Di che cosa ha bisogno l’uomo? Di lavorare per produrre, per progredire? Ma produrre cosa? Ma progredire verso dove? A vantaggio di chi? Per quale uomo? La cosiddetta scienza economica e sociologica quale previsioni fa, e in base a quali criteri e indirizzi? Ricordo che negli anni ’70/’90 del secolo scorso, quindi circa 50/30 anni fa, c’era un allarme per troppe nascite, per cui se ne consigliava il controllo e la diminuzione con vari metodi, pre e post concezionali, con l’aborto propalato, da chi si presentava paladino, come strumento di controllo della natalità e come segno di libertà della donna (qualcuna ha il coraggio di essere ancora in circolo).

Oggi gli stessi propugnano il concepimento a tutti i costi, l’eliminazione dei feti che non risultano perfetti, il diritto all’utero in affitto e proclamano che dobbiamo ricorrere all’importazione di risorse umane dall’estero perché altrimenti il nostro Stato, la nostra economia e la nostra società non possono sopravvivere. Ma il problema della fame e della sete nel mondo si risolve con un’economia che investe, per dirla col profeta Isaia, “in ciò che non nutre e non disseta”? C’è da rallegrarsi perché crescono i consumi! Ma consumi di che cosa?

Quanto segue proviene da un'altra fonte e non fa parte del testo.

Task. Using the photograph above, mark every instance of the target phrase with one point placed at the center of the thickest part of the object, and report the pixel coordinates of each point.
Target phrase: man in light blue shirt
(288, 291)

È necessario che si lavori come schiavi, sempre di corsa, senza relazioni familiari, con bambini lasciati agli asili nido e ai nonni, che vedono i genitori sì e no qualche ora al giorno, perché mamma e papà devono correre per prendere i soldi per pagare l’asilo nido.

E i nostri vecchi genitori e nonni? Dobbiamo affidarli alla badante perché i figli e nipoti devono correre a lavorare per pagare la badante che assista i genitori o i nonni. E così via. Spendiamo milioni e milioni (qualcuno anche per Ronaldo e company) per tantissime cose totalmente inutili e inquinanti sia dal punto di vista ecologico che psicologico. Non abbiamo più tempo per le relazioni e per la vita spirituale. Abbiamo inventato, e ne inventiamo sempre più, burocrazie che rendono impossibile ogni spazio di umana creatività, affannati come siamo a far quadrare i conti.

Siamo cresciuti molto nel nostro benessere ma, con tutto ciò, siamo davvero cresciuti in umanità, dignità e felicità? E quanti sono quelli che sono esclusi dal benessere che spetterebbe ad ognuno? Abbiamo bisogno di far girare i prodotti necessari alla vita da un continente all’altro, non perché lo scambio torni sempre a vantaggio di tutti, ma spesso perché torni a vantaggio di pochi. È equità commerciale questa? La finanza è in mano di pochi e il cibo manca a molti, costretti a ricercarlo altrove, lontani dalla loro terra, al prezzo di esodi, di rischi mortali, di ulteriori sfruttamenti. Certo, diamoci da fare ad aiutare chi è in fuga, ma la soluzione del problema sta altrove e bisogna avere il coraggio di chiedere che sia affrontata.